Great Books: No Longer At Ease, by Chinua Achebe

This is the last of Chinua Achebe's works on the list. He is the first author with multiple works who I can now cross off as 'completed'. So it seems an appropriate moment to pause and evaluate.

Achebe is not just on one list - he's on a LOT of lists. Nine different 'great books' lists that go into the mega-list chose one or another of his works. Things Fall Apart is an impressive #2, second to Don Quixote, on the 100 most meaningful books of all time, compiled by surveying 100 well-known authors from around the world. Chinua Achebe isn't just a great author, he's an author's author. He's like Fred Astaire. He makes it look easy.

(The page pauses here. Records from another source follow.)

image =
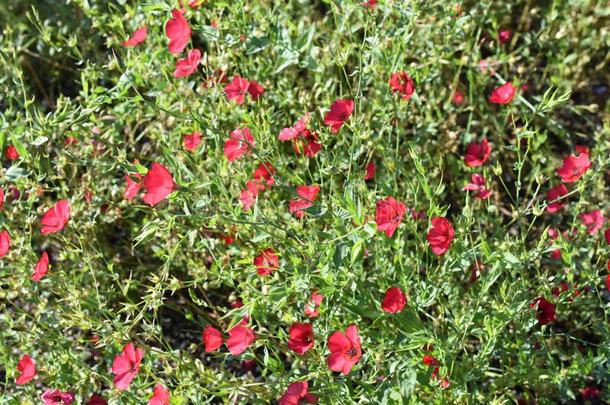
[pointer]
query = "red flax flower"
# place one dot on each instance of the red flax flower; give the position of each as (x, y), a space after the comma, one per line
(594, 221)
(504, 36)
(340, 111)
(5, 243)
(388, 215)
(57, 397)
(136, 38)
(429, 360)
(41, 267)
(178, 31)
(56, 217)
(478, 184)
(212, 339)
(11, 153)
(158, 184)
(394, 300)
(27, 370)
(132, 187)
(440, 236)
(187, 66)
(266, 262)
(545, 311)
(553, 194)
(345, 350)
(401, 82)
(160, 396)
(126, 365)
(307, 196)
(370, 170)
(297, 394)
(477, 153)
(191, 141)
(574, 167)
(301, 338)
(503, 94)
(240, 338)
(239, 144)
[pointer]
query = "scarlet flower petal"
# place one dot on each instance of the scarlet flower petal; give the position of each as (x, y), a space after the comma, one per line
(56, 217)
(178, 31)
(158, 184)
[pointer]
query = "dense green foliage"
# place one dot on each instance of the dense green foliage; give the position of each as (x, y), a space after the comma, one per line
(122, 271)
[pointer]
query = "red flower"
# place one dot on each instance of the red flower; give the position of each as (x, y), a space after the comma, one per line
(388, 215)
(178, 31)
(237, 89)
(545, 311)
(160, 396)
(5, 243)
(126, 365)
(340, 111)
(11, 153)
(56, 217)
(248, 196)
(57, 397)
(503, 94)
(401, 82)
(158, 184)
(187, 66)
(263, 175)
(255, 90)
(41, 267)
(345, 350)
(132, 188)
(554, 194)
(27, 368)
(458, 98)
(191, 141)
(297, 394)
(239, 144)
(477, 153)
(478, 184)
(394, 300)
(370, 171)
(212, 339)
(136, 38)
(311, 309)
(504, 36)
(97, 400)
(240, 338)
(574, 167)
(266, 262)
(440, 235)
(301, 338)
(307, 196)
(594, 221)
(430, 360)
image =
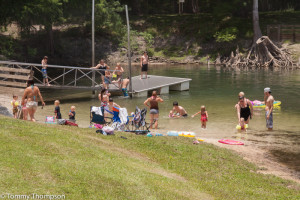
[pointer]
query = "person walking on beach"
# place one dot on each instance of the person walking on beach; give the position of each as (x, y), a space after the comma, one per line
(244, 108)
(103, 67)
(144, 64)
(118, 71)
(125, 83)
(152, 103)
(31, 93)
(44, 70)
(177, 111)
(269, 100)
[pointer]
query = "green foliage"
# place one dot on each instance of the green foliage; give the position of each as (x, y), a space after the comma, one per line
(226, 35)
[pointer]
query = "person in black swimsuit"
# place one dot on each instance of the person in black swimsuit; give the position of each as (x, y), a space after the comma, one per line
(103, 67)
(244, 109)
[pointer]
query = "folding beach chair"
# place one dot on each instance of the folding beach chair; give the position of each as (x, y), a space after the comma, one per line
(97, 116)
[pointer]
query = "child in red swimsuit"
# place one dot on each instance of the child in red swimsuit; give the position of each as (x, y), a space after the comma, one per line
(204, 116)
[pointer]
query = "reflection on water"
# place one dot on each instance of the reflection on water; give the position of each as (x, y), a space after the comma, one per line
(217, 89)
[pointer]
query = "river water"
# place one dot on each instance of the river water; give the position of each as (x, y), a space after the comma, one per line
(217, 89)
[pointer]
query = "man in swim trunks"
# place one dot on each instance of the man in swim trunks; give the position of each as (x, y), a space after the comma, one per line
(269, 100)
(31, 93)
(177, 111)
(125, 83)
(103, 67)
(244, 108)
(154, 112)
(144, 64)
(44, 70)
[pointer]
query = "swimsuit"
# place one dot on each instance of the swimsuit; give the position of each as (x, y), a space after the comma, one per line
(245, 112)
(32, 104)
(269, 122)
(144, 67)
(153, 106)
(203, 117)
(44, 72)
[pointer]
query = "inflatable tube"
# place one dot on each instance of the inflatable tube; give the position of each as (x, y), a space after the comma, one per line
(172, 133)
(185, 133)
(231, 142)
(275, 104)
(238, 127)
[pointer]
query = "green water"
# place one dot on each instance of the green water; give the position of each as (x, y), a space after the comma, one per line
(217, 89)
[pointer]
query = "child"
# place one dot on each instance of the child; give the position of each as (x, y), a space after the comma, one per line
(204, 117)
(57, 109)
(15, 105)
(72, 114)
(24, 110)
(44, 70)
(242, 126)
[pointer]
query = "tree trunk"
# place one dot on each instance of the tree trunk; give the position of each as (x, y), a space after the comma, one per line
(255, 18)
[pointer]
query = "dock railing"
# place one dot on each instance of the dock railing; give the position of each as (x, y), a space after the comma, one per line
(58, 76)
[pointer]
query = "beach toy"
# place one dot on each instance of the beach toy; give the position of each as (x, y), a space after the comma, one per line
(185, 133)
(262, 105)
(50, 120)
(238, 127)
(172, 133)
(231, 142)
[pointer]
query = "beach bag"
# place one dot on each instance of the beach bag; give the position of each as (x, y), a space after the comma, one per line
(71, 123)
(50, 120)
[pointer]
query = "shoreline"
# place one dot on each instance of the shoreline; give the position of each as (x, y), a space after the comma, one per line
(265, 162)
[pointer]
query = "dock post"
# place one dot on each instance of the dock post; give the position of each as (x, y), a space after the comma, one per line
(129, 51)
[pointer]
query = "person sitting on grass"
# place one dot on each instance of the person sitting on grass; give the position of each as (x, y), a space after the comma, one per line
(177, 111)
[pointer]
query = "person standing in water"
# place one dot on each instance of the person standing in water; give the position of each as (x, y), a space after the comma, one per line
(154, 111)
(244, 108)
(269, 100)
(144, 64)
(103, 67)
(44, 70)
(31, 93)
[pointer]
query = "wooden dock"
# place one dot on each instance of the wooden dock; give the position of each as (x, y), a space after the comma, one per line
(77, 78)
(162, 84)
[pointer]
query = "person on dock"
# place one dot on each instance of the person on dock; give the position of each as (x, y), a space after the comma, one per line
(269, 100)
(31, 93)
(244, 108)
(103, 67)
(72, 114)
(44, 70)
(204, 116)
(119, 72)
(15, 105)
(177, 111)
(144, 64)
(152, 103)
(125, 83)
(57, 109)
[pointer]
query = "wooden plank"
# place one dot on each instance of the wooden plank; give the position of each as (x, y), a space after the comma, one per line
(18, 77)
(9, 69)
(10, 83)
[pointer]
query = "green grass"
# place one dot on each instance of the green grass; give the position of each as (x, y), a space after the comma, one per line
(52, 159)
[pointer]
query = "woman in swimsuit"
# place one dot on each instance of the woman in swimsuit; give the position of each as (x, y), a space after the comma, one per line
(154, 111)
(244, 108)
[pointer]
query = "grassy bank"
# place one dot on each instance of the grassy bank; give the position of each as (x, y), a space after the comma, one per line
(51, 159)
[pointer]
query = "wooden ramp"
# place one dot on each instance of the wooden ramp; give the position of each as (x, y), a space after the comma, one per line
(162, 84)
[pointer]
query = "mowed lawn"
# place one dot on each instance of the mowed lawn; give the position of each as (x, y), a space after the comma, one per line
(53, 159)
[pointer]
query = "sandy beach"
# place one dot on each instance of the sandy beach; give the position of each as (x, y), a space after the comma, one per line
(265, 161)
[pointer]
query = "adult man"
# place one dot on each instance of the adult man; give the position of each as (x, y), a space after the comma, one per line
(103, 67)
(31, 93)
(177, 111)
(125, 83)
(269, 100)
(144, 64)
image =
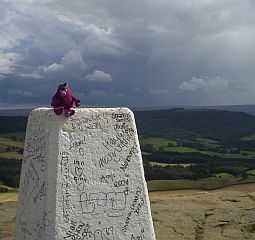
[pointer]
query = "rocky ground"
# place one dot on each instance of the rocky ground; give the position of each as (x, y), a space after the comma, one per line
(218, 215)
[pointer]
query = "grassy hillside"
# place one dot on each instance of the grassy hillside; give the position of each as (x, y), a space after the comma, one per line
(182, 148)
(214, 124)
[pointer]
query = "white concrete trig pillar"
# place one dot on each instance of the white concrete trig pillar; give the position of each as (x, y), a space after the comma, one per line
(82, 178)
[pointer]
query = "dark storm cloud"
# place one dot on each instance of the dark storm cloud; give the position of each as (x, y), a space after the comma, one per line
(145, 52)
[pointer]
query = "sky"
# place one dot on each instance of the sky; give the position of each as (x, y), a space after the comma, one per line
(128, 53)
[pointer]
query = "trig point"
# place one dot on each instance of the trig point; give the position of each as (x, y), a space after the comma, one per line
(82, 178)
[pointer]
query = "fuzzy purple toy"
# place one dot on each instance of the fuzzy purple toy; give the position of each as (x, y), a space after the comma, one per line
(63, 101)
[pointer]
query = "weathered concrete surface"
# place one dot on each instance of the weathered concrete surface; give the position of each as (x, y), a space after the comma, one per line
(221, 215)
(82, 178)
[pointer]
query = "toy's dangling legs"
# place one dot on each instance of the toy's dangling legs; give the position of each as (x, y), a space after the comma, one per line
(59, 110)
(69, 112)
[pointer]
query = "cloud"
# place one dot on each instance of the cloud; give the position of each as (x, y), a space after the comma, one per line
(158, 91)
(99, 76)
(149, 47)
(204, 84)
(8, 62)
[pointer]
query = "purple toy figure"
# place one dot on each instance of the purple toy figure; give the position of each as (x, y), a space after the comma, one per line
(63, 101)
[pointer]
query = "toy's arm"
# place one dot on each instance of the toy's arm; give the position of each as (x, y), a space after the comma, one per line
(77, 101)
(55, 102)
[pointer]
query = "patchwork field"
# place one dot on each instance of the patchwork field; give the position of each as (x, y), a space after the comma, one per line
(223, 214)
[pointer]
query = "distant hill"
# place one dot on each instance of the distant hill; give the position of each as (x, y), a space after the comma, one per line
(249, 108)
(15, 112)
(216, 124)
(177, 122)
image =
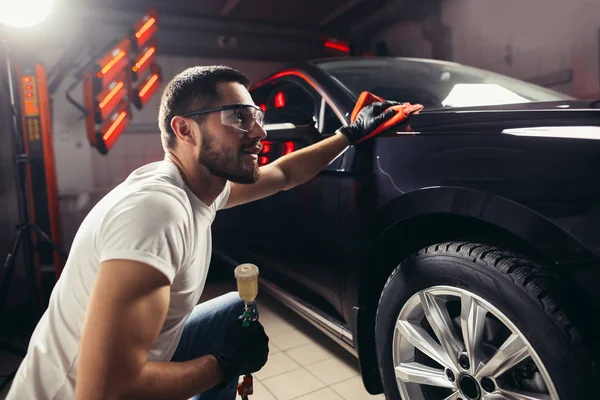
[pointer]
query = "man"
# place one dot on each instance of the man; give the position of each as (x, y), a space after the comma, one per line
(123, 320)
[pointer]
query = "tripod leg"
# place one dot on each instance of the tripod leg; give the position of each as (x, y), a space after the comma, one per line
(9, 265)
(8, 379)
(47, 238)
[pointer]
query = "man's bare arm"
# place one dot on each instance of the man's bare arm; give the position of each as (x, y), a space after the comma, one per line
(289, 171)
(127, 308)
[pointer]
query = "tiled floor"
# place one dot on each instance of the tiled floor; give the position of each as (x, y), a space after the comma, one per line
(303, 364)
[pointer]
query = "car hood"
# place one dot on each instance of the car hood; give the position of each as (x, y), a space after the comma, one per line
(510, 116)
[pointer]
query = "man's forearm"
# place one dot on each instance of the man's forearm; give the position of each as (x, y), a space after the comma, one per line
(302, 165)
(177, 380)
(160, 380)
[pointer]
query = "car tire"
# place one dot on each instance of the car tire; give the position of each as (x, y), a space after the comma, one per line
(536, 305)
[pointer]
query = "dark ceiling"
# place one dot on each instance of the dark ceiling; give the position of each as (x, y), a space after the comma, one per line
(269, 30)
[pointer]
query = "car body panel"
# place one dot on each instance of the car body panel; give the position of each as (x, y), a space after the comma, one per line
(511, 167)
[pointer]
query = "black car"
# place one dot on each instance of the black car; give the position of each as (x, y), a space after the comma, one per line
(458, 254)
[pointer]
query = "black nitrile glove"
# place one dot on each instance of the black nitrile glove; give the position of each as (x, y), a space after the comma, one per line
(368, 119)
(244, 350)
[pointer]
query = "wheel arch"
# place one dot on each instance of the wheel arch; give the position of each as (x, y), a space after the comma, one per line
(435, 215)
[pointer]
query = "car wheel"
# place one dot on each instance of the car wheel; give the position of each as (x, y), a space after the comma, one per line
(468, 321)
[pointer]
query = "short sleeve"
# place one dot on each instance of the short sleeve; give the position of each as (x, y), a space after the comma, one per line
(148, 228)
(223, 198)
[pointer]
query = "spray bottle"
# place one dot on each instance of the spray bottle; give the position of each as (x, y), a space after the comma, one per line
(247, 284)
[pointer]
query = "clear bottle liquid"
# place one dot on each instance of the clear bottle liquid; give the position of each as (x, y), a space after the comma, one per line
(247, 282)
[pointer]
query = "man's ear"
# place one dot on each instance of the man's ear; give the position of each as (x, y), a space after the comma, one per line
(182, 128)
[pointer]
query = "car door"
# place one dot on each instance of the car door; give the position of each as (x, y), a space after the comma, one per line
(295, 229)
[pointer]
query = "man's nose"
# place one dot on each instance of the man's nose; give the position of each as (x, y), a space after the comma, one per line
(258, 132)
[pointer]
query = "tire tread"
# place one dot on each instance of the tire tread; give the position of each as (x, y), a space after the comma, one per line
(540, 284)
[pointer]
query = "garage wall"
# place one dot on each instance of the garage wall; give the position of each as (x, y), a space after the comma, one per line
(84, 175)
(538, 40)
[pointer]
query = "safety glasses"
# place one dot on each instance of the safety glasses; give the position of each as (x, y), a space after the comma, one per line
(240, 116)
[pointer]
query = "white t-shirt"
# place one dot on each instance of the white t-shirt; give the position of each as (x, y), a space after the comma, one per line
(151, 217)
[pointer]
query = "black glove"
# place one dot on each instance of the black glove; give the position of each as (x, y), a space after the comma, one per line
(244, 350)
(368, 119)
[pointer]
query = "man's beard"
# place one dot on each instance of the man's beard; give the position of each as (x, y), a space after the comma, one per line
(227, 165)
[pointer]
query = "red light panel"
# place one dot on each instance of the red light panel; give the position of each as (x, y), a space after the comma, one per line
(114, 126)
(147, 87)
(109, 99)
(112, 64)
(145, 28)
(144, 62)
(338, 46)
(289, 148)
(266, 147)
(279, 100)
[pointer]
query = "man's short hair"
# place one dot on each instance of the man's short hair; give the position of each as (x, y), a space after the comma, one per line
(194, 88)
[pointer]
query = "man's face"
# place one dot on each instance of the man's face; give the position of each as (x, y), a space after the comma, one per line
(228, 152)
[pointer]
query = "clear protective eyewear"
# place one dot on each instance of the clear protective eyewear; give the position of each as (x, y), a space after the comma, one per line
(239, 116)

I never would have encountered his work if I hadn't started on this project. And I am so, so glad I discovered him. His work is lyrical and poignant. He conveys the native African voice in an authentic fashion, something rarely present in my GenWestEuropean cultural soup. I think Things Fall Apart was the best of his works that I read, but No Longer At Ease comes in a close second.

TFA told the slow downward curve of Okwanko, an important man among the Umuofia, at a time when the white man was just arriving. The demise of the traditional way of life provided an uneasy subtext for his downhill slide. No Longer At Ease tells the story of Okwanko's grandson in the 1950's, a 'modern', educated African who comes back from England determined to do things the right way. In trying to find a path between the traditional ways and his new modern sensibilities, he trips and falls. He hurts someone else, badly, and just as in Things Fall Apart, that proves an irredeemable sin. He has wounded himself. All his brave resolutions dribble out of him like water.

As the book begins, when we are introduced to Obi Okwanko, his fate is already sealed. He has been convicted of accepting a bribe and is being sentenced. There's no suspense here. It's a sad dissection of the way things have gone wrong, and a not subtle, but insightful, commentary on modern Africa.

Even if none of these rest of these books I'm reading were worth a damn, Chinua Achebe would have already made the project worthwhile. Thank you, sir.